Visita del Teatro Asioli

Palcoscenico del Teatro Asioli

GLI INTERNI

Sulla facciata esterna del Teatro Asioli sono collocati quattro medaglioni in marmo eseguiti dallo scultore Eusebio Casalgrandi, raffiguranti Bonifazio Asioli, Claudio Merulo, Nicolò da Correggio e Samuele Jesi. Dall’atrio di pianta ottagonale si accede al vestibolo nel quale due lapidi marmoree ricordano i musicisti Claudio Merulo e Bonifazio Asioli.

Dal vestibolo, mediante una scala, si può salire all’elegante ridotto: la sala centrale, con affreschi di A. Capretti e F. Forti, è caratterizzata da una falsa balconata che dà luce sulla seconda sala, dove si conserva la più evidente traccia dell’originario palazzo di Niccolò Postumo.
Essa è lunga circa 23 metri,  occupava interamente il lato est,  ed era l’ambiente di maggiore prestigio dell’edificio. Qui si può infatti trovare un fregio eseguito a “falso fresco” che decora la Sala Grande.
Altri frammenti dello stesso ciclo e di un altro con figure di animali fantastici, si trovano su altre pareti.

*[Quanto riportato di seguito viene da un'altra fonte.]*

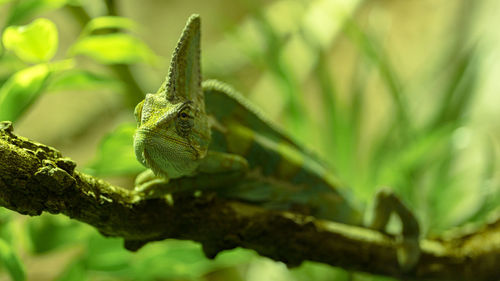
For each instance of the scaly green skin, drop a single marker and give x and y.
(209, 131)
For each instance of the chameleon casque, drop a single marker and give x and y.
(207, 133)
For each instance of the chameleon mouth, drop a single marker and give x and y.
(164, 154)
(145, 133)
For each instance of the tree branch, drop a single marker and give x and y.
(35, 178)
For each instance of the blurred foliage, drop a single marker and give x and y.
(324, 69)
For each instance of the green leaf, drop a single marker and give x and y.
(11, 262)
(22, 88)
(81, 80)
(28, 8)
(116, 154)
(116, 48)
(35, 42)
(109, 22)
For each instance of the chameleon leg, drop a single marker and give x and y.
(408, 250)
(220, 162)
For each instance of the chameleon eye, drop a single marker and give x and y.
(184, 123)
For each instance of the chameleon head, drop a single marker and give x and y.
(173, 132)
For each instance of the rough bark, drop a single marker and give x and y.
(35, 178)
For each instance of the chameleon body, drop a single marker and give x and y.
(210, 136)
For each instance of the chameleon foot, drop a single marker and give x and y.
(408, 249)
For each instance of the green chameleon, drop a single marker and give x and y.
(207, 135)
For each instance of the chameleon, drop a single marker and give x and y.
(207, 134)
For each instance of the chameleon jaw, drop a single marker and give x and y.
(166, 156)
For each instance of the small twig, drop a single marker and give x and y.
(35, 178)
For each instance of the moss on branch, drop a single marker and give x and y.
(35, 178)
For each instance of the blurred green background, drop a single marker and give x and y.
(389, 93)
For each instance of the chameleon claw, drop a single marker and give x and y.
(408, 247)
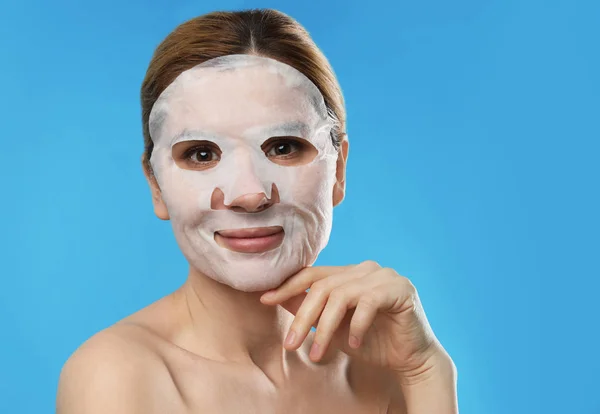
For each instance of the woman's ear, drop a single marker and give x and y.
(160, 208)
(339, 189)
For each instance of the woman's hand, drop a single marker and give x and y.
(367, 311)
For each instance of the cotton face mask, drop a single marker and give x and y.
(242, 145)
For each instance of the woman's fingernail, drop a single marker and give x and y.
(291, 337)
(314, 351)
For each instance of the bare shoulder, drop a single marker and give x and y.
(114, 371)
(374, 384)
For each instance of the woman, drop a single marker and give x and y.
(245, 153)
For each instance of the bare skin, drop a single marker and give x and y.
(177, 356)
(208, 348)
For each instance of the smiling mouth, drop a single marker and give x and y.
(252, 240)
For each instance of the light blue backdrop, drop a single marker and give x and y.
(473, 170)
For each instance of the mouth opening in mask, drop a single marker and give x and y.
(250, 240)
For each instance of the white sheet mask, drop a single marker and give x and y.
(237, 102)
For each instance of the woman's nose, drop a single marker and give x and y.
(246, 203)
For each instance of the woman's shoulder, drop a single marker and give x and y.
(114, 370)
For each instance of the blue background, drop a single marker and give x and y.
(474, 131)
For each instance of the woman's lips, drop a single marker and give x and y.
(253, 240)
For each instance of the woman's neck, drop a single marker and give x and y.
(228, 325)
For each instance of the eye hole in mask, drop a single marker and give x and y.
(290, 151)
(203, 155)
(196, 155)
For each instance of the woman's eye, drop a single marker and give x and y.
(282, 149)
(201, 155)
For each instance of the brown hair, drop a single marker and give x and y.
(263, 32)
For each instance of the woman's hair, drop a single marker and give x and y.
(263, 32)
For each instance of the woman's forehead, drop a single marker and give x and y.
(235, 94)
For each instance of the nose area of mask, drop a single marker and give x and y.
(245, 178)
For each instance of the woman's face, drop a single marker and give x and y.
(242, 148)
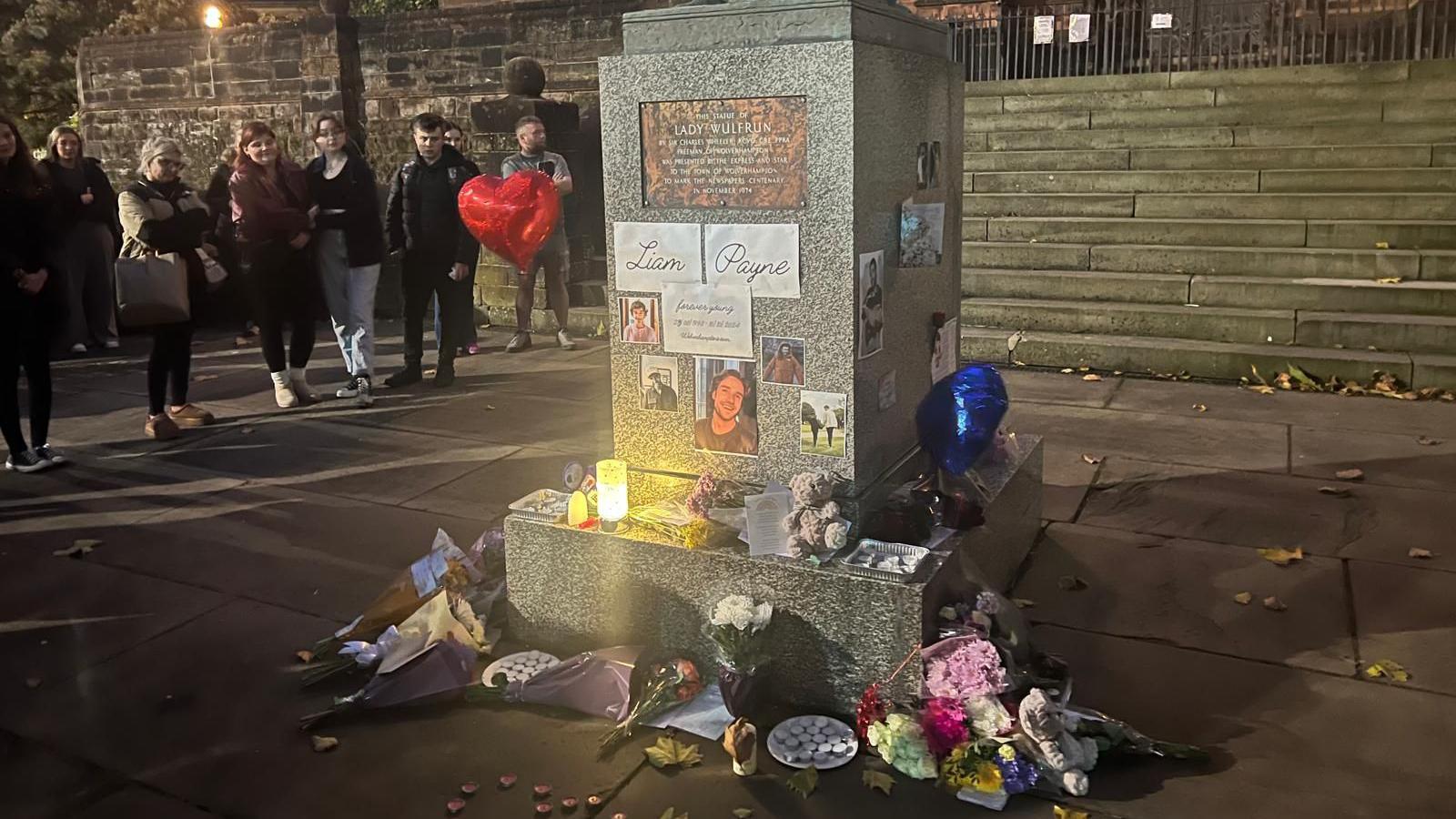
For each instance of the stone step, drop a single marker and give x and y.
(1416, 111)
(1050, 160)
(1201, 359)
(1331, 295)
(1133, 137)
(1434, 91)
(1351, 179)
(1110, 99)
(1280, 263)
(1439, 266)
(1024, 256)
(1077, 285)
(1368, 234)
(1116, 318)
(1296, 76)
(1269, 157)
(1382, 331)
(1296, 206)
(1047, 205)
(1249, 232)
(1385, 133)
(1047, 121)
(1116, 181)
(1238, 116)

Gli ampi lacerti ci restituiscono immagini di coppie di cavalieri che si affrontano armati di mazze da torneo, cavalcando animali fantastici rappresentati con parte posteriore di tritone, testa e tronco di unicorno, simboli tipici dell’iconografia estense da Nicolò II in poi, soprattutto con il duca Borso d’Este (presenti anche nella Sala del liocorno della rocca di San Martino in Rio).
Tra i contendenti sono rappresentati stemmi di famiglie imparentate o legate da vincoli di amicizia con i da Correggio (Sanvitale, Bentivoglio, Gonzaga e Pio di Carpi).
Le coppie sono intervallate da Vasi da cui si dipartono volute floreali.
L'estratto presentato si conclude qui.